À la fin d'avril, la Chine commencera à assembler sa propre station spatiale sur orbite autour de la Terre. Dans deux ans, elle disposera d'un équivalent moderne et plus spacieux de l'ancienne station russe Mir, sur une orbite légèrement au-dessous du grand complexe orbital qu'est la Station spatiale internationale, à bord de laquelle elle n'a jamais été invitée pour cause de veto américain. Dans le programme de développement de Pékin, organisé par tranches quinquennales, cette ambition devait être l'aboutissement du 13e plan, achevé en 2020. Les débuts difficiles du lanceur CZ-5 ("Longue Marche 5") sont venus perturber le calendrier.

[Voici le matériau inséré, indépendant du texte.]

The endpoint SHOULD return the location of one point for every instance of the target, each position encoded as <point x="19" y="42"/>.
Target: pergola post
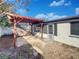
<point x="14" y="33"/>
<point x="41" y="30"/>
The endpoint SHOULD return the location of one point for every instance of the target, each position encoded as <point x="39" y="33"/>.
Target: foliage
<point x="3" y="56"/>
<point x="4" y="21"/>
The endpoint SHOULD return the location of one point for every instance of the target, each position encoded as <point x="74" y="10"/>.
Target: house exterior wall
<point x="63" y="35"/>
<point x="5" y="31"/>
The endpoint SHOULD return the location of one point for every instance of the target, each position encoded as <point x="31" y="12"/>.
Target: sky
<point x="49" y="9"/>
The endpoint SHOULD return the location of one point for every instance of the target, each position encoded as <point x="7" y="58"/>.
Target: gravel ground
<point x="54" y="50"/>
<point x="23" y="51"/>
<point x="51" y="50"/>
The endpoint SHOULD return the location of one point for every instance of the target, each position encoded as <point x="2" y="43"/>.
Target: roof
<point x="66" y="19"/>
<point x="25" y="19"/>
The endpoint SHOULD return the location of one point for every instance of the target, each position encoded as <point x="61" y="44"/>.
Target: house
<point x="65" y="30"/>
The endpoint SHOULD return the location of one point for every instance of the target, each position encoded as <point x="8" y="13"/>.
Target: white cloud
<point x="49" y="16"/>
<point x="60" y="3"/>
<point x="77" y="11"/>
<point x="67" y="4"/>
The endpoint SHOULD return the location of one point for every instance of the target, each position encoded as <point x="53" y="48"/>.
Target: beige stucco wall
<point x="63" y="35"/>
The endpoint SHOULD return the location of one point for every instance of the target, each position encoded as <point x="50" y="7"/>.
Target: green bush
<point x="4" y="21"/>
<point x="3" y="56"/>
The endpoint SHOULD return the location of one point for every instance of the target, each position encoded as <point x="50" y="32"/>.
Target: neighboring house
<point x="65" y="30"/>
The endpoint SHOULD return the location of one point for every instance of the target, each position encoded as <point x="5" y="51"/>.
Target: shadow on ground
<point x="24" y="51"/>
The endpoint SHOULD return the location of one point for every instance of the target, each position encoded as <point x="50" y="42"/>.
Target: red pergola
<point x="15" y="19"/>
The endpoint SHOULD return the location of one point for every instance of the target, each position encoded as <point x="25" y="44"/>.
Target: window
<point x="50" y="29"/>
<point x="55" y="29"/>
<point x="74" y="28"/>
<point x="45" y="29"/>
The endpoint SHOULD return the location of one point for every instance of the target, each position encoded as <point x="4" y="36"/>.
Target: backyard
<point x="50" y="50"/>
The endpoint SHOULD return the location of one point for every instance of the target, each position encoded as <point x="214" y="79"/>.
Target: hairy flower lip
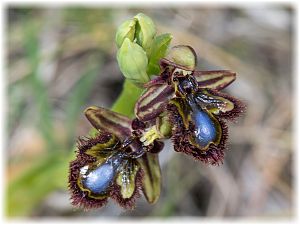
<point x="181" y="140"/>
<point x="82" y="197"/>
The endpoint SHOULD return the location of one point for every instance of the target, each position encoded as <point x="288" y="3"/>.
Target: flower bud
<point x="125" y="30"/>
<point x="183" y="55"/>
<point x="145" y="31"/>
<point x="133" y="62"/>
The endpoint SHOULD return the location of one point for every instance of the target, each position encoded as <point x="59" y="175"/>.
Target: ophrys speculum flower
<point x="113" y="163"/>
<point x="196" y="109"/>
<point x="180" y="103"/>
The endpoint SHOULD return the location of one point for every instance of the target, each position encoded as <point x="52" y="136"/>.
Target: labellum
<point x="196" y="109"/>
<point x="113" y="164"/>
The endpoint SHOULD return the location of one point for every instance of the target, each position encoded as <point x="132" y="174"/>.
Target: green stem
<point x="127" y="99"/>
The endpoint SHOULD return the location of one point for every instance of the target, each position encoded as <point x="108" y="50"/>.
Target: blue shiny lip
<point x="205" y="129"/>
<point x="99" y="179"/>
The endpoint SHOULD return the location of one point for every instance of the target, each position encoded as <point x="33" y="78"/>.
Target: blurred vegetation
<point x="62" y="60"/>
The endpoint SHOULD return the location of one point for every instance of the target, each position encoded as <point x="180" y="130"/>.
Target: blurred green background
<point x="60" y="60"/>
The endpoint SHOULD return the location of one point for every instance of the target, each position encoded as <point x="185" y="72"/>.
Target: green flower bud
<point x="183" y="55"/>
<point x="145" y="31"/>
<point x="125" y="30"/>
<point x="133" y="62"/>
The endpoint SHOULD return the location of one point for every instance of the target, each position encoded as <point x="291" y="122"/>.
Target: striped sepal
<point x="214" y="79"/>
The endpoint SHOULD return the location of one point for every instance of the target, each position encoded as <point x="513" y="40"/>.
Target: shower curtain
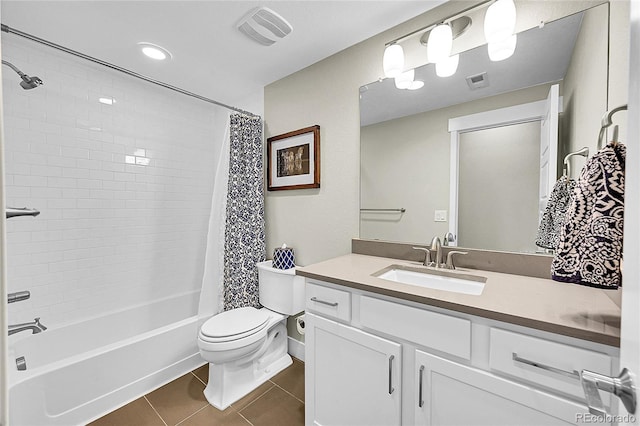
<point x="244" y="230"/>
<point x="211" y="295"/>
<point x="236" y="236"/>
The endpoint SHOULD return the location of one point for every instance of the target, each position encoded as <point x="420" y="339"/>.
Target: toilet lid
<point x="245" y="321"/>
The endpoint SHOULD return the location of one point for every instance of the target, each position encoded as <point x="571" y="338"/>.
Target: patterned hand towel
<point x="554" y="214"/>
<point x="590" y="246"/>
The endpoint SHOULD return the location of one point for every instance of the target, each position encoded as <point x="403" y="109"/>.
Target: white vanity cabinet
<point x="450" y="393"/>
<point x="356" y="376"/>
<point x="377" y="360"/>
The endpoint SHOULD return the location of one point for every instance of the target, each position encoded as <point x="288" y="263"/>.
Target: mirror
<point x="406" y="140"/>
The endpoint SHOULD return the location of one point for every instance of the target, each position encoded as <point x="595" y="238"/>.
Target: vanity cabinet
<point x="356" y="375"/>
<point x="449" y="393"/>
<point x="378" y="360"/>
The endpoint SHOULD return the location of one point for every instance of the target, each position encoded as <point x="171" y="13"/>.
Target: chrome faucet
<point x="34" y="326"/>
<point x="448" y="238"/>
<point x="436" y="246"/>
<point x="427" y="255"/>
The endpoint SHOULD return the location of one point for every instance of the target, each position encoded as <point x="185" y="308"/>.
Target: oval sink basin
<point x="437" y="280"/>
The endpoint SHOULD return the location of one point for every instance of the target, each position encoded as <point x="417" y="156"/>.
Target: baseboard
<point x="296" y="348"/>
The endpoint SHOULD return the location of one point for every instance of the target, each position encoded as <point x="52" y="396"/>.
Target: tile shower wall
<point x="124" y="190"/>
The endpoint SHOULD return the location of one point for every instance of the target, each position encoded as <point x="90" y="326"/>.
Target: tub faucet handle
<point x="37" y="322"/>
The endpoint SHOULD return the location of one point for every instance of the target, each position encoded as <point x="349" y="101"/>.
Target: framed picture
<point x="293" y="160"/>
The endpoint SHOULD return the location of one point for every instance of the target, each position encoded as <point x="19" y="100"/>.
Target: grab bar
<point x="24" y="211"/>
<point x="18" y="296"/>
<point x="400" y="210"/>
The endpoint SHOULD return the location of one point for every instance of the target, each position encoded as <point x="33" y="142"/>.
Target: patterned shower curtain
<point x="244" y="232"/>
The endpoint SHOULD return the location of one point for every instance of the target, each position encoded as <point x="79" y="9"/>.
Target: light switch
<point x="440" y="216"/>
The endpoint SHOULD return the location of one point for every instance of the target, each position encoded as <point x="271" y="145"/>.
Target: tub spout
<point x="34" y="326"/>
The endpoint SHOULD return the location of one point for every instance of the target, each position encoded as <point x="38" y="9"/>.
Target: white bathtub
<point x="82" y="371"/>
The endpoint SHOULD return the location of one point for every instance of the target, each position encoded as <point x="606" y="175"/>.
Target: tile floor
<point x="277" y="402"/>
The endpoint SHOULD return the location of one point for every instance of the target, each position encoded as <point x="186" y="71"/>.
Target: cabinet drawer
<point x="430" y="329"/>
<point x="543" y="362"/>
<point x="328" y="301"/>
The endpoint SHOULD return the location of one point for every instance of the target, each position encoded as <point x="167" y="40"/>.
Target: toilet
<point x="245" y="347"/>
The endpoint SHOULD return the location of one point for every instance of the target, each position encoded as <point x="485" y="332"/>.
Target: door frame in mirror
<point x="523" y="113"/>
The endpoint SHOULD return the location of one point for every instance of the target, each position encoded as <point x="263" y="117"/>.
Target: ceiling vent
<point x="264" y="26"/>
<point x="478" y="81"/>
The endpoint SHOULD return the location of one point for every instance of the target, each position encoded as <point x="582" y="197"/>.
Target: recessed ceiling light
<point x="154" y="51"/>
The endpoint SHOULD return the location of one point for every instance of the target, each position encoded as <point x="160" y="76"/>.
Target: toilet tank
<point x="280" y="290"/>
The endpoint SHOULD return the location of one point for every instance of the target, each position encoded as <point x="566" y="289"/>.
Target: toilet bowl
<point x="246" y="346"/>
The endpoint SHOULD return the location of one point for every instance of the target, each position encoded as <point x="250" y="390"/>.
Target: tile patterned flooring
<point x="277" y="402"/>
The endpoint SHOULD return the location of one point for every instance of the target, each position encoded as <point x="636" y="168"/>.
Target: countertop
<point x="563" y="308"/>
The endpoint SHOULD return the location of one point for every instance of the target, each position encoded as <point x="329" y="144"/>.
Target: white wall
<point x="110" y="234"/>
<point x="585" y="88"/>
<point x="320" y="223"/>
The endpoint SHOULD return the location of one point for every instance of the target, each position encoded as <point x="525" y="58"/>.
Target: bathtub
<point x="79" y="372"/>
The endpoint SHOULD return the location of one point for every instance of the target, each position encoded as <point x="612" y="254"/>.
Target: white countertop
<point x="569" y="309"/>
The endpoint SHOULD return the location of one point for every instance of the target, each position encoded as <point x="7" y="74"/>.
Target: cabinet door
<point x="352" y="377"/>
<point x="454" y="394"/>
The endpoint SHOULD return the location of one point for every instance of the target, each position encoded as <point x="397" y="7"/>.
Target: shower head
<point x="27" y="82"/>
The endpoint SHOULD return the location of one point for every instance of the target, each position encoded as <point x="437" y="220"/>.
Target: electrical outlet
<point x="440" y="216"/>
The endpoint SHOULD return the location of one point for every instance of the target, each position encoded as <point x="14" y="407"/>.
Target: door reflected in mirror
<point x="406" y="144"/>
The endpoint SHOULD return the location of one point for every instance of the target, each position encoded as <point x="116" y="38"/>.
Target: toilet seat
<point x="236" y="324"/>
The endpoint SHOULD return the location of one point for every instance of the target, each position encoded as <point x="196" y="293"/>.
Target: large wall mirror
<point x="406" y="143"/>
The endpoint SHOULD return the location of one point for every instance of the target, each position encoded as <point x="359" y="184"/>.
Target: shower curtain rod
<point x="9" y="30"/>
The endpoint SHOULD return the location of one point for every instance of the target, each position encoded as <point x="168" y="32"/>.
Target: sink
<point x="434" y="279"/>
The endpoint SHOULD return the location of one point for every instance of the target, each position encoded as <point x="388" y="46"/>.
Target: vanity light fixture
<point x="500" y="21"/>
<point x="439" y="43"/>
<point x="448" y="67"/>
<point x="499" y="29"/>
<point x="154" y="51"/>
<point x="393" y="60"/>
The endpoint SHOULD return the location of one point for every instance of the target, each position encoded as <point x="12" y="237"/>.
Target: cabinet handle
<point x="420" y="400"/>
<point x="573" y="374"/>
<point x="314" y="299"/>
<point x="391" y="389"/>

Qu'à cela ne tienne, le 14e plan, qui se déroulera de 2021 à 2025, a été inauguré le 26 février devant l'Assemblée nationale populaire. Au programme : un lanceur géant pour des vols vers la Lune. La mise en oeuvre du projet est déjà en cours, même s'il n'a toujours pas de nom officiel. D'ici à cinq ans, ce monstre de 2200 tonnes et 86 mètres de hauteur devra être capable d'expédier 25 tonnes vers l'orbite lunaire. En deux vols, il pourra y placer un petit module d'alunissage et une capsule avec un équipage. Il n'en faudra pas bien plus pour que des bottes chinoises puissent fouler le sol de notre voisine, "avant que cette décennie s'achève", comme l'avait annoncé Kennedy il y a soixante ans.
On espère la réponse américaine. Traditionnellement, on peut prendre le pouls des programmes de la Nasa chaque année, lors de la publication du projet de budget de la Maison-Blanche, prévue officiellement le premier lundi de février. Traditionnellement cette publication a du retard, surtout après un changement d'administration. Si Joe Biden a rappelé son soutien à un programme spatial crucial à l'occasion de l'arrivée sur Mars du robot Perseverance, la Nasa patiente pour obtenir la traduction chiffrée. Avec le passage au Congrès du plan de relance de 1900 milliards de dollars le 10 mars, nul doute que les comptables du président ont été très occupés.
Une base de la Chine à la surface de la Lune
La question budgétaire n'est pas la seule à peser sur le calendrier du programme Artemis, dont l'objectif est de ramener des astronautes américains sur la Lune. Le lanceur géant SLS (Space Launch System) est toujours en essai au sol alors qu'il devait initialement voler en 2017. La capsule Orion, qu'il doit placer autour de la Lune, a été intégrée à son module de service européen, à Cap Canaveral. Elle attend son heure, tout comme l'étage supérieur de la fusée. Dérivés de ceux de la navette, les deux gigantesques accélérateurs à propergol solide - les "boosters" - ont été dressés sur la table de lancement. Seul manque à l'appel l'énorme étage principal de 8 mètres de diamètre, qui est toujours sur son banc d'essai au centre Stennis (Mississippi). Avant de rejoindre le reste du lanceur, il doit faire fonctionner ses quatre moteurs pendant huit minutes, comme en vol. Une première tentative, le 16 janvier, a été interrompue au terme de cinquante secondes après la détection d'une anomalie sur un composant. Problème : après chaque tir, les moteurs doivent sécher pendant au moins un mois. Un nouvel essai est prévu à la fin de mars.
Plus personne n'envisage l'objectif fixé par Donald Trump d'un retour sur la Lune avant la fin de 2024, comme point d'orgue de son second mandat. Du coup, il n'est pas impossible que l'ex-président parvienne quand même à ses fins s'il revient au bureau Ovale lors des prochaines élections. Surtout, le calendrier américain pourrait se rapprocher sérieusement du calendrier chinois, avec la promesse d'un sprint final dont la précédente édition de la course à la Lune nous avait frustrés.
Et l'étape suivante est déjà en marche. Le 15e plan chinois (2026-2030) prévoit un lanceur encore plus gros, le CZ-9, pour envoyer 50 tonnes vers la Lune. Il sera le moyen pour Pékin d'édifier une base à la surface de la Lune, à proximité du pôle Sud, où l'on trouve des cratères dont le rebord est perpétuellement éclairé - l'endroit idéal pour générer de l'énergie - et dont le fond, plongé dans une obscurité éternelle, recèle de la glace d'eau.
La Nasa voudrait aussi s'établir dans la même région en créant une zone d'exclusion autour de ses installations pour des raisons scientifiques, par le biais des accords Artemis, signés avec ses alliés. La Russie, qui a refusé de les signer, a choisi son camp : elle fera équipe avec la Chine.